DropTail was noticeable even as a chick, as her tail, due to some hatch defect, dropped straight to the ground instead of flying high or jutting straight out from her body. I called her DropTail, as here, any hen who is unusual receives her own personal, often descriptive name. (One of our first White Leghorn hens was named “Frontal Lobotomy” after Willie the Rooster tried to take her head off as punishment for some act of insubordination or other. I was able to put a blob of antiseptic ointment on her wound and reset the flap of skin and feathers, and she lived to be more submissive.) The other hens in DropTail’s group of sisters were The Myrtles. Each of them. They went everywhere together and paid us no mind so it was easier to think of them as a group. Even DropTail ignored us. Until her last few years.

By that time, all the Myrtles lay under the soil next to the run, many of them dying in the various massacres that besieged us in our years of chicken keeping.

Aunt DropTail’s decline began last spring when she started bumping into things and other hens. One day she spent 30 minutes addressing Lillian’s big tractor tire. Examining her, I saw that her brown eyes were now silver-blue, likely cataracts. Of course it was impossible to get her lens replaced, so we decided she needed to be taken to adult day care in the barn. In doing that, we became her nursing aides.


(Auntie heads for a bit of sunshine.)

When a special hen decides the human is ready for a personal relationship, she will acknowledge the human’s salutation with a swift shake of her head. She knows the sound of her name when spoken to. Droppy took this greeting further. When we’d say “Hi Droppy!” she would give us a full-body shimmer starting at her head and traveling down her body. This amused us greatly.

When it was time to go to bed, after all the helpers were gone, I’d give the hens their last feed for the day, collect the rent (eggs), and go to the barn to pick up Droppy. As I called her name, she’d respond with a murmur and walk slowly and deliberately, following my voice. Then I’d place my hands on her body and slide one hand under her confused feet as I picked her up. She was almost blind, so she wanted to have a firm footing. Since you can’t really ever trust a human to not drop you suddenly, at least she’d be able to push away and flap her wings to soften any abrupt landing.
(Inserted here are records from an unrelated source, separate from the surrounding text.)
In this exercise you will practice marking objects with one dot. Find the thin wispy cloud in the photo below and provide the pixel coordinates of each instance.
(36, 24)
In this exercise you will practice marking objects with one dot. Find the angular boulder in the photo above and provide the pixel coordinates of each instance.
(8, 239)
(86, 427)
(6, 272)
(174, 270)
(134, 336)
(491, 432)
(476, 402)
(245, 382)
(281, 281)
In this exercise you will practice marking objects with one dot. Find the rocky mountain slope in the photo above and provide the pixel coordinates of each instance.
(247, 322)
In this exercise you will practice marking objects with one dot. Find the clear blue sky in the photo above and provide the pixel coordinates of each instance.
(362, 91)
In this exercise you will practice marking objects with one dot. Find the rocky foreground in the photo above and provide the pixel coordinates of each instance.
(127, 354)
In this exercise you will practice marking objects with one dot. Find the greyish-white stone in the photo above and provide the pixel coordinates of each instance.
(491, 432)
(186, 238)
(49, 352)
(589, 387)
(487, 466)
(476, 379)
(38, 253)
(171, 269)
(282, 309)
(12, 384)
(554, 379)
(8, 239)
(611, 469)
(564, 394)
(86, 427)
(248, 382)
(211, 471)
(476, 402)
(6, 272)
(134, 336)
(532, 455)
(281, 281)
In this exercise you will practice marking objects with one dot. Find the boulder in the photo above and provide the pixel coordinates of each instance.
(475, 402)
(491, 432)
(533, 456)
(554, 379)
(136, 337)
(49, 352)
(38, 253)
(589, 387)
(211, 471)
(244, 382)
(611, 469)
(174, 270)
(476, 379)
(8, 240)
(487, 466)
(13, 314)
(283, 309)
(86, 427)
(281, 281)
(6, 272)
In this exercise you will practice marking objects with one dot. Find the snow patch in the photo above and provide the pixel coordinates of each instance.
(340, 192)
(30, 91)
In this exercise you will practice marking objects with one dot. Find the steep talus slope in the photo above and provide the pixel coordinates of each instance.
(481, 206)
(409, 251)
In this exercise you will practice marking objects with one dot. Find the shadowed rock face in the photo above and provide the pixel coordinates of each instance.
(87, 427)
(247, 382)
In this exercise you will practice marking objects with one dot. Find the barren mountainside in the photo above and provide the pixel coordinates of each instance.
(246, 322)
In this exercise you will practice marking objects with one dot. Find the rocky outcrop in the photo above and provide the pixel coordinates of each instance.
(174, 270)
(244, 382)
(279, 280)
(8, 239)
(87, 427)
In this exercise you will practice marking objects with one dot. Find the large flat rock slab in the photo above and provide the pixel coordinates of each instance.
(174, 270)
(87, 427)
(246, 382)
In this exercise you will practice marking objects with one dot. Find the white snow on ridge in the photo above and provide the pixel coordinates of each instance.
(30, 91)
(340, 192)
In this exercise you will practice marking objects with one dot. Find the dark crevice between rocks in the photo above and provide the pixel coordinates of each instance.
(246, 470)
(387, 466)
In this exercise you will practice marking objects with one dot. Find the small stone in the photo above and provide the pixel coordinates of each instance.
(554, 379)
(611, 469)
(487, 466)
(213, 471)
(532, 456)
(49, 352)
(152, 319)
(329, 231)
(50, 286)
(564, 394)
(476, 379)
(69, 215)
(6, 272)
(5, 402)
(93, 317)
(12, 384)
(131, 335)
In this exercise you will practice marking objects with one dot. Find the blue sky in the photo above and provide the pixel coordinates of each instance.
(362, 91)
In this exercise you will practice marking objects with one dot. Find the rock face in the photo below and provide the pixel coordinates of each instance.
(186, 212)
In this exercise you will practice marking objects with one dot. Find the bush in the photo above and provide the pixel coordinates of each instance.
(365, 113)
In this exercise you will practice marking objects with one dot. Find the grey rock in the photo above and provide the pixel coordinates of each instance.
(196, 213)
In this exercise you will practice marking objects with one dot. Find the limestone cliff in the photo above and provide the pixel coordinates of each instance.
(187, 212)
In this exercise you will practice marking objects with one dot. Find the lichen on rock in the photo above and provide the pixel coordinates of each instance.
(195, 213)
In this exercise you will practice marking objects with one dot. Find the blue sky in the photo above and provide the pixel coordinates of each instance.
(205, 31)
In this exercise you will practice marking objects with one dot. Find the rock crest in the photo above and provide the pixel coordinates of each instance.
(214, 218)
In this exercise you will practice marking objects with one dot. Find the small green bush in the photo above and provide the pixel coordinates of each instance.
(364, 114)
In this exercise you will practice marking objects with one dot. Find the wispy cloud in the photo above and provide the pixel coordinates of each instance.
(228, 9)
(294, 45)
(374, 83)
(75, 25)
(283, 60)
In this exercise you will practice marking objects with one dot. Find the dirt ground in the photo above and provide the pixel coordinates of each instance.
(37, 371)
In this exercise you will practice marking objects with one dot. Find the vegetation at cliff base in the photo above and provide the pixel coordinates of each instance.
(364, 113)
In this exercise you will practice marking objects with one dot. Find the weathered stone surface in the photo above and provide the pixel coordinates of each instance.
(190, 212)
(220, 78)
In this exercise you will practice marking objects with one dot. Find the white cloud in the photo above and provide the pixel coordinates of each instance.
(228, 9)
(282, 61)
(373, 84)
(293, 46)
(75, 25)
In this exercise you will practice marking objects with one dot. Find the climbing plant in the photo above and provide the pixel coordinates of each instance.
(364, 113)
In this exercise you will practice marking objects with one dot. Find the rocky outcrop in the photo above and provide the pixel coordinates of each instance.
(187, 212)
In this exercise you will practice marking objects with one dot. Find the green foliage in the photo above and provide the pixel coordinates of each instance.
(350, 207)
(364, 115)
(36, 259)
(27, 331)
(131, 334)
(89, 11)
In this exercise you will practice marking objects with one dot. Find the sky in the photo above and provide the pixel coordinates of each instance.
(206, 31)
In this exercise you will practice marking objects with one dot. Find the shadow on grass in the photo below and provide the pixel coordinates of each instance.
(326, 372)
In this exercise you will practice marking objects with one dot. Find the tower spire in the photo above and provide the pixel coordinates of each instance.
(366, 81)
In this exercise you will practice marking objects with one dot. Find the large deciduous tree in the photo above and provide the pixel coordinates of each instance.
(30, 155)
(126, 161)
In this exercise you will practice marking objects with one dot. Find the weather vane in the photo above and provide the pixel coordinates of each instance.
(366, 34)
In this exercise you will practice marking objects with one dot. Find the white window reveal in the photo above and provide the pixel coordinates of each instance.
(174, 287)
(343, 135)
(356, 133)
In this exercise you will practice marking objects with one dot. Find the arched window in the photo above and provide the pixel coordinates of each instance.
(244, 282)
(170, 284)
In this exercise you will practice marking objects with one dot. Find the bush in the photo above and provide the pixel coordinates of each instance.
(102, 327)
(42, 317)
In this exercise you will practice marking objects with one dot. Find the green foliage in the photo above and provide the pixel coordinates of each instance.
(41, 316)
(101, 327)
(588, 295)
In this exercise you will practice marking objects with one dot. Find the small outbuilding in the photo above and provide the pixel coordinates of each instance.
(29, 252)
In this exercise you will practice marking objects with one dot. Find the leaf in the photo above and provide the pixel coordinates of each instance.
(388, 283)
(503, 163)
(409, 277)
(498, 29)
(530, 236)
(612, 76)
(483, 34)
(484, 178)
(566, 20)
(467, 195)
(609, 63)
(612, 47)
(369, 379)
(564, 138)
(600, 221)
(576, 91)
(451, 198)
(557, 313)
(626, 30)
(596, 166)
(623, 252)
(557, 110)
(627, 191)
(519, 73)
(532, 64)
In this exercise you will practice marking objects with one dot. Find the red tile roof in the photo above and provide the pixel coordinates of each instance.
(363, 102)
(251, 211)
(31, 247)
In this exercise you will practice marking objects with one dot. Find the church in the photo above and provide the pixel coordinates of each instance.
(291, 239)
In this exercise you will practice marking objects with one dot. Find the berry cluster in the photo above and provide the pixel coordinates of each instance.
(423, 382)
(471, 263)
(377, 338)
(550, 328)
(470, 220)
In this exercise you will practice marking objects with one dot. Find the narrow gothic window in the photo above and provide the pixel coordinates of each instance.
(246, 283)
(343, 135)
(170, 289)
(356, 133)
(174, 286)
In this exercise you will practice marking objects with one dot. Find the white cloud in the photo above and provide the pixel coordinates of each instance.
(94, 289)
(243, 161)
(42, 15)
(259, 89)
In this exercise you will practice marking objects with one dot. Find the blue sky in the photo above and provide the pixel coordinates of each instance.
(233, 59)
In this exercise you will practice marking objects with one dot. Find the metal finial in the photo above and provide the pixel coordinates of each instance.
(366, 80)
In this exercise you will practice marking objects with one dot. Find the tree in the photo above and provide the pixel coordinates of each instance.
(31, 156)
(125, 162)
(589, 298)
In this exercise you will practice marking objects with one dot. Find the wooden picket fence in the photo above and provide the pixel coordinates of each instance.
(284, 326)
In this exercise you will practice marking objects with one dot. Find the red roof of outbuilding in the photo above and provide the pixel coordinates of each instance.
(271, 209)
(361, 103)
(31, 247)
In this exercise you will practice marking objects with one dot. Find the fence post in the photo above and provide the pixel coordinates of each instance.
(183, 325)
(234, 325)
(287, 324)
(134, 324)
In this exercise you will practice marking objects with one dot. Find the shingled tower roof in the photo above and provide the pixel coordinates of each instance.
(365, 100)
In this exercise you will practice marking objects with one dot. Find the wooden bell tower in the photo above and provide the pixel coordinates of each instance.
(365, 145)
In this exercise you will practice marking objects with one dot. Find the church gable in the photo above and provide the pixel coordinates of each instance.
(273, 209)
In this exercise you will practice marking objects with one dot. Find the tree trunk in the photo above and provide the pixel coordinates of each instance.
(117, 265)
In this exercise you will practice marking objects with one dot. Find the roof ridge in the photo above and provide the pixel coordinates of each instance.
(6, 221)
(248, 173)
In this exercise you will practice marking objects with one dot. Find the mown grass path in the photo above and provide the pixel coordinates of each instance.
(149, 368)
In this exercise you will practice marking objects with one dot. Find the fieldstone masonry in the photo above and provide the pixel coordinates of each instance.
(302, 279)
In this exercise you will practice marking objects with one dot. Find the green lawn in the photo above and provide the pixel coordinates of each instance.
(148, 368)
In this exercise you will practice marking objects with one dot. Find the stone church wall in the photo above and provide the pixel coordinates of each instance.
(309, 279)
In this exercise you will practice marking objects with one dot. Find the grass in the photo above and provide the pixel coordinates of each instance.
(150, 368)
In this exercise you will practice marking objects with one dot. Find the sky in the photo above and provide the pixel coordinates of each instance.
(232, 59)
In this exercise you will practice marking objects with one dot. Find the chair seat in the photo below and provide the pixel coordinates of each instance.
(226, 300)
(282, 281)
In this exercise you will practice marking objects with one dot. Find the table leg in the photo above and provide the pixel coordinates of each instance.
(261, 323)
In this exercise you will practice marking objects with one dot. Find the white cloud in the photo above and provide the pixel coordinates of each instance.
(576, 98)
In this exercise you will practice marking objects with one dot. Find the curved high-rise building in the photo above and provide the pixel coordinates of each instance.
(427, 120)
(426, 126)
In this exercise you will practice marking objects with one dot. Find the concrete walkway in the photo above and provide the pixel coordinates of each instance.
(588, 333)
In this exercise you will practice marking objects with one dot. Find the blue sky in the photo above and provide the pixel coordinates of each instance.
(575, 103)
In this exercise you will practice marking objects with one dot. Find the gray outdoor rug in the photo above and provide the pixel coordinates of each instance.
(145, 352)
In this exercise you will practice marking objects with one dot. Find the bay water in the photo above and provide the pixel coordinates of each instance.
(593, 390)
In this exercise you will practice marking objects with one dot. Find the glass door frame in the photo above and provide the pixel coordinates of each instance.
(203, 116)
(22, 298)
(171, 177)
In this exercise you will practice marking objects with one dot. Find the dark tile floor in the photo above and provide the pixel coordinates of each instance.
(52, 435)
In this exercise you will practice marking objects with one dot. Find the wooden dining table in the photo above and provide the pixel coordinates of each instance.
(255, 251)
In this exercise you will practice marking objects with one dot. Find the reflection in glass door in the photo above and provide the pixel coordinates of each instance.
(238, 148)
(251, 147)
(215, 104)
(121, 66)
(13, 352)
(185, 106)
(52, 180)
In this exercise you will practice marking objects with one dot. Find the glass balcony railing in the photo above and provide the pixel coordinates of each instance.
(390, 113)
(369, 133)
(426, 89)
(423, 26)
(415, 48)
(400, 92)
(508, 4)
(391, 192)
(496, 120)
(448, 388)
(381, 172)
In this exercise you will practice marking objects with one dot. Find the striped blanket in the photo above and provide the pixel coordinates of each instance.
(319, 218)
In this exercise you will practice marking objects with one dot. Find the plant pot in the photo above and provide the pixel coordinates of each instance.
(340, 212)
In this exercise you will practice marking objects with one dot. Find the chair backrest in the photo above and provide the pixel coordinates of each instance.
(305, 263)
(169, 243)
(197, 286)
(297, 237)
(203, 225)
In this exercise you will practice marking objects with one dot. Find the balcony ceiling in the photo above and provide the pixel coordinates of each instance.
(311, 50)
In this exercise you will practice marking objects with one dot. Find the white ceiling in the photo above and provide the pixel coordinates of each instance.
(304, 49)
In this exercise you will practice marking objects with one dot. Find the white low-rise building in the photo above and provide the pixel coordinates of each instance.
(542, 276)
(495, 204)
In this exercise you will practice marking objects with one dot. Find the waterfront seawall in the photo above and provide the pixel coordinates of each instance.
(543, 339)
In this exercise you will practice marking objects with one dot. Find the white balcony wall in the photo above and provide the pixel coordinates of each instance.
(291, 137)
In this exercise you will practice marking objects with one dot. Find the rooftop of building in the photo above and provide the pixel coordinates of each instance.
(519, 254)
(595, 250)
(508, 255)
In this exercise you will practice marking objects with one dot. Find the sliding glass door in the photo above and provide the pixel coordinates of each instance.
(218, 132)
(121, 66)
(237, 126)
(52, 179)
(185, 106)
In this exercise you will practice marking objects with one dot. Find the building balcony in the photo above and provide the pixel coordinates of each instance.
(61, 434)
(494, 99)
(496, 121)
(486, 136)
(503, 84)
Her toes would wrap around my fingers tightly, the sharp nails digging into my flesh where possible. At the perch, I’d slide a hand to each of her thighs (drumsticks, ahem) and hold them loosely while I guided her claws to the wooden perch. She’d flap her wings wildly, trying to get situated. Finally, once her feet clenched the perch, I’d run both hands over her body to smooth her wings, and tell her good night.

Then she’d elbow any other hen out of her way to feel her way to her preferred sleeping spot, where the perch meets the wall. Even the giant golden Butter Ball moved to another perch out of deference to the blind DropTail.


(Aunt DropTail, on the perch, in her "younger days"....six months ago. Note the respect given her by Rosie.)

But the evening of her death, when I picked her up, she was like a semi-deflated football. Her feet did not seek my finger perches, her murmuring was brief and almost inaudible, she transferred without angst to the perch. I smoothed her feathers, the other hens moved aside, she went to sleep, and that was that.

Austin dug the grave, with Toesy assisting (in another life, surely Toesy was a mortician.) Aunt DropTail rests next to Tootie J. Tootums and Aunt Penny, whom she knew only vaguely, as she was of the Hen House and they were career girls on the Outside.


(Toesy inspects the grave. She certifies it worm-free, much to her disappointment. Yes she was down IN it.)

Aunt Droppy has no marker yet, but she should have had one before the Green Corn festival. A restaurant tent and table were so close to her new grave that a tent pole actually penetrated the soft soil. Oh my, I thought, if the chef stands on her grave she may get pushed to China! But the next morning there was just a slight depression on the soil surface, and really, it made no difference. Hers was a good, long life and she is still a part of the farm.